Read the original article

Comments

By simonw 2026-01-2715:484 reply

This is a notably better demonstration of a coding agent generated browser than Cursor's FastRender - it's a fraction of the size (20,000 lines of Rust compared to ~1.6m), uses way fewer dependencies (just system libraries for rendering images and text) and the code is actually quite readable - here's the flexbox implementation, for example: https://github.com/embedding-shapes/one-agent-one-browser/bl...

Here's my own screenshot of it rendering my blog - https://bsky.app/profile/simonwillison.net/post/3mdg2oo6bms2... - it handles the layout and CSS gradiants really well, renders the SVG feed icon but fails to render a PNG image.

I thought "build a browser that renders HTML+CSS" was the perfect task for demonstrating a massively parallel agent setup because it couldn't be productively achieved in a few thousand lines of code by a single coding agent. Turns out I was wrong!

By g947o 2026-01-2722:121 reply

I think most people would agree that this is much more superior than Cursor's "browser" from an engineering perspective -- it doesn't do much but does it well, as you pointed out.

What it tells me is that "effectively using agents" can be much more important than just throwing tokens at a problem and see what comes out. I myself have completely deleted several small vibe-coded projects without even going over the code, because what often happens is that, two days after the code is generated, I realize that I was solving the wrong problem or using the wrong approach.

A coding agent doesn't care. It most likely just does whatever you ask it to do with no pushback. While in some cases it's worth using them to validate an idea, often you dig a deeper hole for yourself if you go down a wrong path in the first place.

By embedding-shape 2026-01-2722:161 reply

Yeah, I agree with all of what you wrote, how these are used seems (to me) to be more important than how they're built. If you don't know software engineering, a software engineering agent isn't suddenly gonna make you one, but someone who already knows the craft, can be very effective with one.

Amplifiers, rather than replacements. I think the community at large still thinks LLMs and agents are gonna be "replacing" knowledge, which I think is far from the truth.

By menaerus 2026-01-2811:592 reply

I built a moderately complex and very good looking website in ~2 hours with the coding agent. Next step would be to write a backend+storage, and given how well the agent performs in these type of tasks, I assume I will be able to do that in the manner of hours too. I have never ever touched any of the technology involving the web development so, in my case, I can say that I no more need a full-stack dev that in normal circumstances I would definitely do. And the cost is ridiculous - few hours invested + $20 subscription.

I agree however on the point that no prior software engineering skills would make this much more difficult.

By embedding-shape 2026-01-2812:091 reply

Yeah, I don't doubt you, it's really effective at knocking out "simple" projects, I've had success vibe-coding for days, but eventually unless you have some reins on the architecture/design, it falls down over it's own slop, and it's very noticeable as the agent spends more and more time trying to work in the changes, but it's unable to.
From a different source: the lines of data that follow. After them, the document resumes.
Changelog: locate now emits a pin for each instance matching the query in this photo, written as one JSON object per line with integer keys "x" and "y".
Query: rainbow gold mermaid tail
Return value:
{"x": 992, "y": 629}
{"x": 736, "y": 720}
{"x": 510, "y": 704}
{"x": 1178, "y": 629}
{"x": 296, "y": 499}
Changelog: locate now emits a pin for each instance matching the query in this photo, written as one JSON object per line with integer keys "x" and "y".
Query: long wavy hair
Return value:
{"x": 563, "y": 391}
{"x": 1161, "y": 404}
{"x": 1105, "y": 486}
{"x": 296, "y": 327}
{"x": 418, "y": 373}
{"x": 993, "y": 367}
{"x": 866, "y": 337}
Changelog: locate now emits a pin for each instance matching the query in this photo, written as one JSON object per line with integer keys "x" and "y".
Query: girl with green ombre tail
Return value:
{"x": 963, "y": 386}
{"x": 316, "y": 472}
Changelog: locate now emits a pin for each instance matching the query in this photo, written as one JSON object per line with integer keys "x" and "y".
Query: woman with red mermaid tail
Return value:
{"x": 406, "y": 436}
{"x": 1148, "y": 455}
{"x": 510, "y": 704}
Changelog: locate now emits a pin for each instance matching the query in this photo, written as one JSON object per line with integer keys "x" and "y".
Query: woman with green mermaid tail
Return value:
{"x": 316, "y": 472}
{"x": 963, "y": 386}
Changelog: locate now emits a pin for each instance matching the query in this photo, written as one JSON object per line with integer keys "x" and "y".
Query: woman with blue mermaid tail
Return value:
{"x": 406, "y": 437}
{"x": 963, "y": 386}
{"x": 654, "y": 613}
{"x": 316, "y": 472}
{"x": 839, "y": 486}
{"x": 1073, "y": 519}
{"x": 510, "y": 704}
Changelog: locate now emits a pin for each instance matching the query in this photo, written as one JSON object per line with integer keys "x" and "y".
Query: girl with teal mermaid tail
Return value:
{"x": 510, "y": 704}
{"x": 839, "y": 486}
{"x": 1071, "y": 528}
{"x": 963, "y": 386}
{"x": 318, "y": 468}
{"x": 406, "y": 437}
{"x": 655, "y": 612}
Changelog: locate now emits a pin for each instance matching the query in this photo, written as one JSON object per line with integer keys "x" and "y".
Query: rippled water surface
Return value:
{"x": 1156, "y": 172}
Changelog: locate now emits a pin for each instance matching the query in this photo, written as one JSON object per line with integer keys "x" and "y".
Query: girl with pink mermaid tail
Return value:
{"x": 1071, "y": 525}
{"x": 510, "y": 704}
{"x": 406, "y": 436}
So the first day or two, each change takes 20-30 minutes. Next day it takes 30-40 minutes per change, next day up to an hour and so on, as the requirements start to interact with each other, together with the ball of spaghetti they've composed and are now trying to change without breaking other parts.

Contrast that with when you really own the code and design, then you can keep going for weeks, all changes take 20-30 minutes, as at day one. But also means I'm paying attention to what's going on, so no vibe-coding, but pair programming with LLMs, and also requires you to understand both the domain, what you're actually aiming for and the basics of design/architecture.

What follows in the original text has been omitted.